Angular+Django how to access cookie under different domain
This is a follow up to my previous question (Angular+Django CSRF token not being saved as cookie) since I understand the underlying problem now.
I have a Angular and Django setup and I am trying to get it to work with CSRF tokens. The way I have it set up is, Django includes a token in the response and it's saved as a cookie. Then my Angular interceptor gets the token from the cookie storage and includes it in the header of every subsequent request. This seems to be the only way that works and it works fine locally.
The problem when I deploy the backend is that the returned cookie has a different domain (used to be localhost, now it's the name of the backend host). This means that the Angular cookie service isn't able to find it, so the requests have no CSRF token.
I tried using HttpXsrfTokenExtractor instead, as proposed in https://www.stackhawk.com/blog/angular-csrf-protection-guide-examples-and-how-to-enable-it/. But that doesn't find the cookie either.
I tried using the built-in Angular support for CSRF tokens (https://angular.dev/best-practices/security#httpclient-xsrf-csrf-security) but it doesn't include a token in any request regardless of the setup.

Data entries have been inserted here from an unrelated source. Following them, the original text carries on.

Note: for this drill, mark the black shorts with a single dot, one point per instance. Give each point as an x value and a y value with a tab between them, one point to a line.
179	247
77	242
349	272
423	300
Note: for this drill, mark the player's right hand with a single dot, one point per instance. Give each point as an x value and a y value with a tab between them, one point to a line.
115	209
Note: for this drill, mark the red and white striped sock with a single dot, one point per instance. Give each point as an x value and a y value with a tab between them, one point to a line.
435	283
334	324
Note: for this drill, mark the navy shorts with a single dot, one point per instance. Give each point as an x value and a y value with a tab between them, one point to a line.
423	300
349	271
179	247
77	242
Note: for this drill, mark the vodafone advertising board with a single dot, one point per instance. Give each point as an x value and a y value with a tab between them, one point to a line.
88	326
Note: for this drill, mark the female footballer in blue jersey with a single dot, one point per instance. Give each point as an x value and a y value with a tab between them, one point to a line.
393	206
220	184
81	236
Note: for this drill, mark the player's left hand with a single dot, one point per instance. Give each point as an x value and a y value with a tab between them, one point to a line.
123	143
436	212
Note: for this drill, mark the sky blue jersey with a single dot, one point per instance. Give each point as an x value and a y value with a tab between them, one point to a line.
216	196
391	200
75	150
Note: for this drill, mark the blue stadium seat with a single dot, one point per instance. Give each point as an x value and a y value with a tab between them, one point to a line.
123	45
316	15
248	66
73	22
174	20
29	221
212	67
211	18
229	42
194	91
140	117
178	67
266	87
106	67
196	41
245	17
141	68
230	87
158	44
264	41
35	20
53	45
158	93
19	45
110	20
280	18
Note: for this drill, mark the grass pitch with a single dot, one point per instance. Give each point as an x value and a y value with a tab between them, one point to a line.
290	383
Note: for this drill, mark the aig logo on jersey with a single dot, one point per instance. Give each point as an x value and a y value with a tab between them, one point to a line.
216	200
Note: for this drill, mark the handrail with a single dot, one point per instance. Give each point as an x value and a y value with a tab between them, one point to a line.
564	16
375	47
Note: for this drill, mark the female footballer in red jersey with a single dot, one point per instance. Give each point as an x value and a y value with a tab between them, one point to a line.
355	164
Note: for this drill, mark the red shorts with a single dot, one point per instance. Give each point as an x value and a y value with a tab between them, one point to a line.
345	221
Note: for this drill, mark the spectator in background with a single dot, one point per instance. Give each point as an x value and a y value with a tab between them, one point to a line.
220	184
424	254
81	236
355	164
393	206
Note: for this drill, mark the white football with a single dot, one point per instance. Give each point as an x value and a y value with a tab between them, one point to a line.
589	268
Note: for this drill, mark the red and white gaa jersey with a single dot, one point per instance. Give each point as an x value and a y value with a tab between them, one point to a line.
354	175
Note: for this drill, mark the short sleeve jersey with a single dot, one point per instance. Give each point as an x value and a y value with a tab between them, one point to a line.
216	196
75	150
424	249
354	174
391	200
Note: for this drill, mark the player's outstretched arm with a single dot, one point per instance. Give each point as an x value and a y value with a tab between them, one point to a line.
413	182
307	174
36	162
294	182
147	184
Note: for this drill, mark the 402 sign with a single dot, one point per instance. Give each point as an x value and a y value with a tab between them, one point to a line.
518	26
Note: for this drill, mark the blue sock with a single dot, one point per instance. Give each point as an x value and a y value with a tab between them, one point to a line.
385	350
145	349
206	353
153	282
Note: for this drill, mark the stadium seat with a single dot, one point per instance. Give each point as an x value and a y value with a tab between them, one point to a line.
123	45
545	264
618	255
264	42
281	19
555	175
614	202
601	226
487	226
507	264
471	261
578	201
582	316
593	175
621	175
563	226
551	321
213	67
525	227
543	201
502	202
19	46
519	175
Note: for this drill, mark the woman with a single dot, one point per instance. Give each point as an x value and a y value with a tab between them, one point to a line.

Someone recommended reading the cookie manually from the backend response and then setting it as a cookie myself. But that is also not straightforward and I believe is not as secure.
I tried setting CSRF_COOKIE_DOMAIN to the domain of the frontend (let's say mysite.com) but then the browser just rejects the cookie due to invalid domain.
I'd like to know how to fix this in the given setup, but any alternative setup ideas are also appreciated. I find it strange that this is the only way to get Angular and Django to work together, I feel like there should be an easier solution. Is it an inherent issue of having the front- and backend on different domains?